Funny thing about those waves: we tend not to be ready for the next one. In the two times I have fished in the ocean’s surf, I’ve had the same shock. I like to stand out in it almost waist deep, but the last time at Cape Hatteras, even though it was a relatively calm day, I was bowled completely over a couple of times. Too busy casting to watch out for the waves.

The one-chapter poetical book of Jude offers us another theme of waves. Jude thoroughly points out the vast corruption of the “ungodly” by stating they are “raging waves of the sea, foaming up their own shame” (v.13 NKJV). Yes, sin keeps on coming, doesn’t it?

Pity the “young man devoid of understanding” as he encounters the harlot in Proverbs 7. He wasn’t even able to fend off this first wave of sexual temptation and suffered “as an ox goes to the slaughter.” Yet that is not the end of this one Bible book’s warnings about this type of temptation.
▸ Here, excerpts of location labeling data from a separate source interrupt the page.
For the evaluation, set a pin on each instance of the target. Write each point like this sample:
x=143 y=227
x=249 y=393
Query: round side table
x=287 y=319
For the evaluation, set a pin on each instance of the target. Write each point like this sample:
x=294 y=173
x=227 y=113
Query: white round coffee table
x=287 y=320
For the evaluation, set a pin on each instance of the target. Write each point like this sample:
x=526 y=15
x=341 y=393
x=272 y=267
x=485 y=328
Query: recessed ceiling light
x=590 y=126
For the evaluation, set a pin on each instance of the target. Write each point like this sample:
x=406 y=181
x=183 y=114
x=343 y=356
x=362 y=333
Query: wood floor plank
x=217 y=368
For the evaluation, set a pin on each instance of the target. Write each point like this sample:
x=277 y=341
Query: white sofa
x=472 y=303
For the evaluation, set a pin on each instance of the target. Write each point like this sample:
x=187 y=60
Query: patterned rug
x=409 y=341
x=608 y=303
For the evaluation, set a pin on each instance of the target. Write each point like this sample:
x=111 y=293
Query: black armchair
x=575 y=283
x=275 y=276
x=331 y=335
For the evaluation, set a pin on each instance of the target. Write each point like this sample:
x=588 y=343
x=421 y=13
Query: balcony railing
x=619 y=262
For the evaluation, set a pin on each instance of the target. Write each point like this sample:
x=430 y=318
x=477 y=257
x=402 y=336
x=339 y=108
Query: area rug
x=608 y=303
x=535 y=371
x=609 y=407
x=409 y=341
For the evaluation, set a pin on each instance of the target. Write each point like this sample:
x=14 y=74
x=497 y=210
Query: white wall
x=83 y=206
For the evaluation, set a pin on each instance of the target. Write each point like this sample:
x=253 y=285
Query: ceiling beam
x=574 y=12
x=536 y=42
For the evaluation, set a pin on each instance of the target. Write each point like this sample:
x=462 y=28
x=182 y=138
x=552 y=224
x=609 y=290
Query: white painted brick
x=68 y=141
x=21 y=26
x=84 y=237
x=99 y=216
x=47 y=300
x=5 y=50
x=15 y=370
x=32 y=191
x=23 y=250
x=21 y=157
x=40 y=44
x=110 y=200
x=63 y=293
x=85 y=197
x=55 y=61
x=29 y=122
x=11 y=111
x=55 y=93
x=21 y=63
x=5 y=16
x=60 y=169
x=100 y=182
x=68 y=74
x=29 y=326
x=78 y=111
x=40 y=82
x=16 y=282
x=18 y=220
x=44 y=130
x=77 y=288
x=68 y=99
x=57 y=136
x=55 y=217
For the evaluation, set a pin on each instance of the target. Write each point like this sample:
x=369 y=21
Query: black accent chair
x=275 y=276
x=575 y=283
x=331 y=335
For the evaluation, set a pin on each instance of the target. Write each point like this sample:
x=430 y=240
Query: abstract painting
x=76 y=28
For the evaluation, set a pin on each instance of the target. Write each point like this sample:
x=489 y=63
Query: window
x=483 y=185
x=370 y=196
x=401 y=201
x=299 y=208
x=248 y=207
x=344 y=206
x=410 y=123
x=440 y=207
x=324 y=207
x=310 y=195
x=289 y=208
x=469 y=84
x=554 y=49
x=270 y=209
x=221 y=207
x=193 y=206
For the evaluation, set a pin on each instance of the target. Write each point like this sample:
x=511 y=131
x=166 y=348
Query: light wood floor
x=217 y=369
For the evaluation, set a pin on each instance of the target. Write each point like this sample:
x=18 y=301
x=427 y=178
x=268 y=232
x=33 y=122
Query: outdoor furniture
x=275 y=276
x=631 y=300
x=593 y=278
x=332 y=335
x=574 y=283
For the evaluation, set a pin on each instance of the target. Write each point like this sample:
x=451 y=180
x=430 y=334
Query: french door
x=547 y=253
Why? Because the waves keep on coming!

Jesus tells a parable of an “unclean spirit” going out of a man seeking a place to “rest” elsewhere, but finding none. He decides to return to the man and finding the man’s “house” “swept and in order,” and “takes with him seven other spirits more wicked than himself, and they enter and dwell there; and the last state of that man is worse than the first” (Luke 11:24-26). While there is much conjecture about Jesus’ actual meaning, we see one thing missing from this man succumbing to further waves of evil. He did not improve his defenses against future evil.

A long time ago I was on the job in my old mail Jeep, when I pulled out at an intersection in front of a motorcycle. I screeched to a halt just in time, but I did what most all of us would do: I made a mental note to take a moment longer to look out for those small vehicles. We all must constantly be watching out for evil. As Peter said, “Be sober, be vigilant; because your adversary the devil walks about like a roaring lion, seeking whom he may devour” (1 P. 5:8). You may have fought off Satan’s first wave. Be ready for the next!